I am Huajie Tan (谭桦杰), a third-year M.S. student at the School of Computer Science, Peking University, advised by Prof. Shanghang Zhang. Previously, I received my dual-degree B.Eng. from Tianjin University (College of Intelligence and Computing & College of Microelectronics) and was honored with the Outstanding Graduate Award.
My research focuses on embodied AI and multi-modal foundation models. I am currently an intern at the Beijing Academy of Artificial Intelligence (BAAI), exploring pathways toward general-purpose robotic intelligence and real-world deployment of embodied systems. I am also open to collaborative opportunities and research partnerships, feel free to email me: tanhuajie@stu.pku.edu.cn.
Meanwhile, I am now seeking entrepreneurship opportunities. I have received multiple top-tier offers from leading industry labs, e.g., Huawei Top Minds (华为天才少年), Tencent QingYun (腾讯青云), JD Tech Genius Team (京东TGT), BAAI Star (智源智星) and Xiaomi Top Talent (小米顶尖). If you have a better fit or would like to connect, please also feel free to reach out.
🔥 News
- 2026.02: 🎉 Both Robo-Dopamine and Action-Sketcher get accepted to CVPR 2026. See you in Denver, Colorado, USA!
- 2026.01: 🔥 Released RoboBrain 2.5, our more powerful embodied foundation model (first author, project lead).
- 2026.01: 🎯 Released our new research paper Action-Sketcher (first author, project lead).
- 2025.12: 🎯 Released our new research paper Robo-Dopamine (first author, project lead).
- 2025.10: 🔥 Released LLaVA-OneVision-1.5, a fully open framework for democratized MLLM training.
- 2025.10: 🔥 Released more advanced RoboOS-NeXT (first author, project lead).
- 2025.09: 🎉 Reason-RFT accepted to NeurIPS 2025. See you in San Diego, USA!
- 2025.06: 🎉 Released RoboBrain 2.0 and RoboOS in BAAI Conference 2025 (first author, project lead).
- 2025.04: 🌍 RoboBrain 1.0 selected for CVPR 2025’s official Embodied AI Trends Commentary.
- 2025.02: 🎉 RoboBrain 1.0 accepted to CVPR 2025.
📝 Publications

RoboBrain 2.5: Depth in Sight, Time in Mind.
BAAI RoboBrain Team
Co-First Author, Project Lead, Technical Report 2026
Project | Paper | Code | Checkpoints
TL;DR: RoboBrain 2.5 is a next-generation embodied AI foundation model designed for complex robotic manipulation, driven by two major upgrades: (1) precise 3D spatial reasoning that generates depth-aware, physically-constrained manipulation traces, and (2) dense temporal value estimation that provides step-by-step execution feedback. Together, these advancements enable a more physically grounded and execution-aware intelligence for downstream learning tasks.

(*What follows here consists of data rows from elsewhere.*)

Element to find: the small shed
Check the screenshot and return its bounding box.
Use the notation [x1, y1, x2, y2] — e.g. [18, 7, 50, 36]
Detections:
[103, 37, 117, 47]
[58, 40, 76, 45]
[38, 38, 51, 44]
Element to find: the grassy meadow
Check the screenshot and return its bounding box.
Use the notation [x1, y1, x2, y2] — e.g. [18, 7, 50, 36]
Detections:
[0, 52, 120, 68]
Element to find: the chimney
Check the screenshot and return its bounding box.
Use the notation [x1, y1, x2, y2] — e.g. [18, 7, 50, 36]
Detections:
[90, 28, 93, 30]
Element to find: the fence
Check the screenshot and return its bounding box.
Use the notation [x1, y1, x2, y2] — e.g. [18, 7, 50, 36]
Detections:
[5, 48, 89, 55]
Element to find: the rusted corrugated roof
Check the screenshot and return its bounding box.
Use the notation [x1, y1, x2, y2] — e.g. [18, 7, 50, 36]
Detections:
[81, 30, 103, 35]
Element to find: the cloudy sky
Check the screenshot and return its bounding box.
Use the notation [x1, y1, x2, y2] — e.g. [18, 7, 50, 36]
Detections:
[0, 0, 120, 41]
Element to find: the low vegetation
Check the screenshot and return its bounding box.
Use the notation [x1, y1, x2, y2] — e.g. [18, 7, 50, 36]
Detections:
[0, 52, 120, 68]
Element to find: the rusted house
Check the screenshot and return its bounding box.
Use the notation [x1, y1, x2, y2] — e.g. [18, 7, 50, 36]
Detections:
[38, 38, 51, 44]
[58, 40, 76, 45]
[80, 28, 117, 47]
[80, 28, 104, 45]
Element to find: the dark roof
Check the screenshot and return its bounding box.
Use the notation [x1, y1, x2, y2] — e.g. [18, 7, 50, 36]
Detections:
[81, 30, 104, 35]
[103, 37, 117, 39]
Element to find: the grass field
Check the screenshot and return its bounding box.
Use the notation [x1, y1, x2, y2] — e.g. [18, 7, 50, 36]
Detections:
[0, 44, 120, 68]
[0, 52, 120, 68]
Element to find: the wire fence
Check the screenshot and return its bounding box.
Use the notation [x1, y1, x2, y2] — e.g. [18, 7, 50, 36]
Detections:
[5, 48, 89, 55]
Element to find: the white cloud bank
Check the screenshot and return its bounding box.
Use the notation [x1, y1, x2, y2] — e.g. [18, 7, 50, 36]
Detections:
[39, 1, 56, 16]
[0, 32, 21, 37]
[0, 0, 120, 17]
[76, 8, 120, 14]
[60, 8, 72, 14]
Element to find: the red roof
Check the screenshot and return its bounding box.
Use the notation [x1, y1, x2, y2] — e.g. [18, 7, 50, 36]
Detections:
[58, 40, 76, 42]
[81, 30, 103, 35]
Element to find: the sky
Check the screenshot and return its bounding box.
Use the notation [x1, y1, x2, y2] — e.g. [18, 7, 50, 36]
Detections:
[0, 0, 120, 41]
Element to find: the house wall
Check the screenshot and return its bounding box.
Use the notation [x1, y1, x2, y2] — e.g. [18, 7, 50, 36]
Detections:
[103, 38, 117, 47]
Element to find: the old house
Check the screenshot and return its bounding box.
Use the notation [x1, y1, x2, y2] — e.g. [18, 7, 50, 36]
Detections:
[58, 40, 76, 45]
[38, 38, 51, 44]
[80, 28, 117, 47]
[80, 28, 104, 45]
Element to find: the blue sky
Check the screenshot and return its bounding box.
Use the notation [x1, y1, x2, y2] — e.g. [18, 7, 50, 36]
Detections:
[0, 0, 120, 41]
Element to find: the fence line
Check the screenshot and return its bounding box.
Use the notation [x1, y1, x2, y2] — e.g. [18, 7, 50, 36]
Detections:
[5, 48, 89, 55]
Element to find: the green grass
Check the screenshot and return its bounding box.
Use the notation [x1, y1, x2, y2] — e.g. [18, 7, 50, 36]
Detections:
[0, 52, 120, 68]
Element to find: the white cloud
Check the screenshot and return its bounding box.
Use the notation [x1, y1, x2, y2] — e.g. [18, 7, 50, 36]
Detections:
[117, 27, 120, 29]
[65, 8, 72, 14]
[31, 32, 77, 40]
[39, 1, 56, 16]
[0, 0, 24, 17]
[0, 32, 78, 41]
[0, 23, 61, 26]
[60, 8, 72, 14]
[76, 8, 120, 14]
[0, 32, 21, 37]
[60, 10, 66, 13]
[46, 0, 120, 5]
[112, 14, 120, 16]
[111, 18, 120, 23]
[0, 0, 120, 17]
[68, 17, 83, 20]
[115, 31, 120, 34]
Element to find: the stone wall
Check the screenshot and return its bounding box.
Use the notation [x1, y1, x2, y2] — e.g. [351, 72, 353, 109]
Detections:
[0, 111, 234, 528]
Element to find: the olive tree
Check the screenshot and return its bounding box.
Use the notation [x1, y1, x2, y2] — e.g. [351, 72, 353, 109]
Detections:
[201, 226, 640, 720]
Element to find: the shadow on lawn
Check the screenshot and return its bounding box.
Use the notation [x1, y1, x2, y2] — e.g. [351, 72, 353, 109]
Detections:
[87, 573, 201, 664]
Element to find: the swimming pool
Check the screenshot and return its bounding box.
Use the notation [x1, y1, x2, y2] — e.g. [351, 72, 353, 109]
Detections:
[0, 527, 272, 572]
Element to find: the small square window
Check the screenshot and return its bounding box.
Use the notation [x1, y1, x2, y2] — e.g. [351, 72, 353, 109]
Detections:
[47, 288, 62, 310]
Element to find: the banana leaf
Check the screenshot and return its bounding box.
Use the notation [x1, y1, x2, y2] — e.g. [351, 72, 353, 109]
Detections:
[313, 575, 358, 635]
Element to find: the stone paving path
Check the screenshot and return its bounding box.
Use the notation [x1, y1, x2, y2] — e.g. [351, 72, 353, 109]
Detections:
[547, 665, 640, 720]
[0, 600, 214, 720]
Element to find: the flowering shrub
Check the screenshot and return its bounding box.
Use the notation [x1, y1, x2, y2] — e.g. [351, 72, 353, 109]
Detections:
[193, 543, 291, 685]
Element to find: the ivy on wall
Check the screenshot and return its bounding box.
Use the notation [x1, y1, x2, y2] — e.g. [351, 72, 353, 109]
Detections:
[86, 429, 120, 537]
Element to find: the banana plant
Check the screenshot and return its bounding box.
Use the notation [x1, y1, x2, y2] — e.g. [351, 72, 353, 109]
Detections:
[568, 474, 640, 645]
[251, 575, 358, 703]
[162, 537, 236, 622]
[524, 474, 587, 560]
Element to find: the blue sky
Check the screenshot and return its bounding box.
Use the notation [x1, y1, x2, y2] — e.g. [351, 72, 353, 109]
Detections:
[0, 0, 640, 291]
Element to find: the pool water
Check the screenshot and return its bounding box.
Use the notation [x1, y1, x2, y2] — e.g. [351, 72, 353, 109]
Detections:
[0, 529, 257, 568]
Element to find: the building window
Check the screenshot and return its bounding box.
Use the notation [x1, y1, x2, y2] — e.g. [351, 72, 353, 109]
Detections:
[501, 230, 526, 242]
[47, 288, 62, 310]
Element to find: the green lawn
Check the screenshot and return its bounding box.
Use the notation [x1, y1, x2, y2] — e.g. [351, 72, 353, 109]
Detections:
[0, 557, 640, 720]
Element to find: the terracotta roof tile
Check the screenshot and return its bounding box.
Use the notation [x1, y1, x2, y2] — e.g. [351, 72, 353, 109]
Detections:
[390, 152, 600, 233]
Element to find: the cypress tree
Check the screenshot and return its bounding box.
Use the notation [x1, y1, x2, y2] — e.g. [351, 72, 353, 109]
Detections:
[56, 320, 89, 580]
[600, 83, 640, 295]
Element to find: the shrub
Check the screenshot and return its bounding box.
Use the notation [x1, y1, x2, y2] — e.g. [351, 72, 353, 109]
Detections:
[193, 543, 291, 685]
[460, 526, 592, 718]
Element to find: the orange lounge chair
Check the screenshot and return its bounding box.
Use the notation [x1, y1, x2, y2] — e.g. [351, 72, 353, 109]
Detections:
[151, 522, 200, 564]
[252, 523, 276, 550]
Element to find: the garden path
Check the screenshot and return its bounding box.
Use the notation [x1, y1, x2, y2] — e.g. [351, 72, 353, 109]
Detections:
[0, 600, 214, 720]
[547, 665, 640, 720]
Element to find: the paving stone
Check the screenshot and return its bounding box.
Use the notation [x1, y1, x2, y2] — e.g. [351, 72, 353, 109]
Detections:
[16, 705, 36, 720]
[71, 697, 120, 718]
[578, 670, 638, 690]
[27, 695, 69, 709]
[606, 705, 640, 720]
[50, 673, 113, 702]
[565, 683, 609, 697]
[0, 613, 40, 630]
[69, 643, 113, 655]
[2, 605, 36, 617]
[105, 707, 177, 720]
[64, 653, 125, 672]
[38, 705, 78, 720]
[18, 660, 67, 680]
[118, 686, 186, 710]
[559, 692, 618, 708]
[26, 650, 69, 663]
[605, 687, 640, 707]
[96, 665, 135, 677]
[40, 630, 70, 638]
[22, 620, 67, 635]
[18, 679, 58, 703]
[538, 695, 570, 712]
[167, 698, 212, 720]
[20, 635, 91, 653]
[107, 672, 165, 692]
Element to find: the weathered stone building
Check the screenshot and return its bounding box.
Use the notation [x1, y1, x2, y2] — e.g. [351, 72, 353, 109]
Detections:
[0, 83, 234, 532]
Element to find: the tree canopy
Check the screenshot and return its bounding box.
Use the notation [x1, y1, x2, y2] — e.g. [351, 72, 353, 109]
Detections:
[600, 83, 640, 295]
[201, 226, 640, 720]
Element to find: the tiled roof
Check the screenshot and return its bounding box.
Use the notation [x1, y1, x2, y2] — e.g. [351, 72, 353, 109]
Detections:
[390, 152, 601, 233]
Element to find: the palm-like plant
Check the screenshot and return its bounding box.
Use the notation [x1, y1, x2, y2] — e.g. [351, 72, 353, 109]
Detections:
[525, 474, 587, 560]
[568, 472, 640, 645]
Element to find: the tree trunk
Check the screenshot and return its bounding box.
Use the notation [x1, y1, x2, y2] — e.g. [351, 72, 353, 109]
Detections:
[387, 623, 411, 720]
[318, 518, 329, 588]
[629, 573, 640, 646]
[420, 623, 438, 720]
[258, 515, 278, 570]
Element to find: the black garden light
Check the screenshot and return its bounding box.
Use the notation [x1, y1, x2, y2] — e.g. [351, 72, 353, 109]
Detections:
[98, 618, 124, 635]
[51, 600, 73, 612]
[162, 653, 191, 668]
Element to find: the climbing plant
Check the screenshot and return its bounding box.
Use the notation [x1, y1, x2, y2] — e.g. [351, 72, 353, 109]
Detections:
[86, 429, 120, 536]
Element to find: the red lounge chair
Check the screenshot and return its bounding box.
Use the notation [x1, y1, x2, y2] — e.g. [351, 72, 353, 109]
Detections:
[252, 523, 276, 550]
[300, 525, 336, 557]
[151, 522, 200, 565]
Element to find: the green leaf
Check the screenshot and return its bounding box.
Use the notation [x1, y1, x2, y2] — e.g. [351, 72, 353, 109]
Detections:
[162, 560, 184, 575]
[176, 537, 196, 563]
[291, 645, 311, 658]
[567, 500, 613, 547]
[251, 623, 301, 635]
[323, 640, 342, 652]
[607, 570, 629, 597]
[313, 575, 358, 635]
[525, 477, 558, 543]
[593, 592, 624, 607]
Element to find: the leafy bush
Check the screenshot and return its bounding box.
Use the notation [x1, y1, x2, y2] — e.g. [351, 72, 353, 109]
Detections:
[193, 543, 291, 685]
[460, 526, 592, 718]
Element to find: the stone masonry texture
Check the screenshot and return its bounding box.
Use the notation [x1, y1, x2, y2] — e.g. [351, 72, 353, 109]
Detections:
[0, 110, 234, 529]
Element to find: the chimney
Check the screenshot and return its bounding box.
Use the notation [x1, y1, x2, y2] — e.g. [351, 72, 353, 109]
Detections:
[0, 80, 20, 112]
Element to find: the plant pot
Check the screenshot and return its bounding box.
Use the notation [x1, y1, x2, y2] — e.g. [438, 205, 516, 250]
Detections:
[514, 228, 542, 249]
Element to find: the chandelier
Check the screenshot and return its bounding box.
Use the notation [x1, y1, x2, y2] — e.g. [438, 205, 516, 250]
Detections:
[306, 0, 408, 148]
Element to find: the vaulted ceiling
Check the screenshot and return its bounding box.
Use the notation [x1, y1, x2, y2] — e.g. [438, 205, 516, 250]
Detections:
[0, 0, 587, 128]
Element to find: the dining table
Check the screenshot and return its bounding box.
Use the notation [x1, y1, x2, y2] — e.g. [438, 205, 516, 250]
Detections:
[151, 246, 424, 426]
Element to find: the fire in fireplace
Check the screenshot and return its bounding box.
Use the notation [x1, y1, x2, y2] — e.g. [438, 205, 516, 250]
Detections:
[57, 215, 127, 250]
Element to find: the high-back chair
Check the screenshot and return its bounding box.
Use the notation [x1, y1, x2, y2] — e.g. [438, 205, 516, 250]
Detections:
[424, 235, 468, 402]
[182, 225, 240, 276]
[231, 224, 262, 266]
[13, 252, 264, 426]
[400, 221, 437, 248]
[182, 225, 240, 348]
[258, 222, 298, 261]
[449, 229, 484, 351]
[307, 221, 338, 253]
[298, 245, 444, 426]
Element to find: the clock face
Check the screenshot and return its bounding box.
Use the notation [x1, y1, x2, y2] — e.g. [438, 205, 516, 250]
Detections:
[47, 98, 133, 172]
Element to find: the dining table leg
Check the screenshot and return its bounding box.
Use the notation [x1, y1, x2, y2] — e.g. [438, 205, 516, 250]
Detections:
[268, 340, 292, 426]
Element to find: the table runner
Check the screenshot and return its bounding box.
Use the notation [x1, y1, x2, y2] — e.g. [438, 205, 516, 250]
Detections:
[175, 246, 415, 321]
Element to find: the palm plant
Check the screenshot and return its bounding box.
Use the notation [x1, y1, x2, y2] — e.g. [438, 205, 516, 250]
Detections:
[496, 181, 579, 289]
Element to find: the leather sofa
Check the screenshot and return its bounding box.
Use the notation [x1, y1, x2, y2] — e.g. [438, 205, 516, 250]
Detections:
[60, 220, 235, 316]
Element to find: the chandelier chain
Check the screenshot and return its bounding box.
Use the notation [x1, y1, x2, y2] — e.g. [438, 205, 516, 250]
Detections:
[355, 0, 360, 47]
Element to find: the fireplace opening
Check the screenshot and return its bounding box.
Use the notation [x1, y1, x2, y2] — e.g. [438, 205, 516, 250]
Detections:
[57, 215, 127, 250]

RoboBrain 2.0: See Better. Think Harder. Do Smarter.
BAAI RoboBrain Team
Co-First Author, Core Contributor, Technical Report 2025
Project | Paper | Code | Checkpoints
TL;DR: RoboBrain 2.0 is the previously most powerful embodied brain model designed to unify perception, reasoning, and planning for complex physical tasks. Achieving top performance across diverse spatial and temporal benchmarks, it excels in critical real world capabilities including spatial understanding, trajectory forecasting, and multiple agent long horizon planning, marking a significant step toward developing generalist embodied agents.

LLaVA-OneVision-1.5: Fully Open Framework for Democratized Multimodal Training
LLaVA-OneVision Community Contributors
Core Contributor, Technical Report 2025
Paper | Code | Datasets | Checkpoints
TL;DR: LLaVA-OneVision-1.5 is an open and highly efficient family of Large Multimodal Models that achieves state of the art performance with significantly reduced training costs. Powered by massive curated datasets and an optimized training framework developed under a $16,000 budget, the models consistently outperform competitors like Qwen2.5-VL across numerous benchmarks.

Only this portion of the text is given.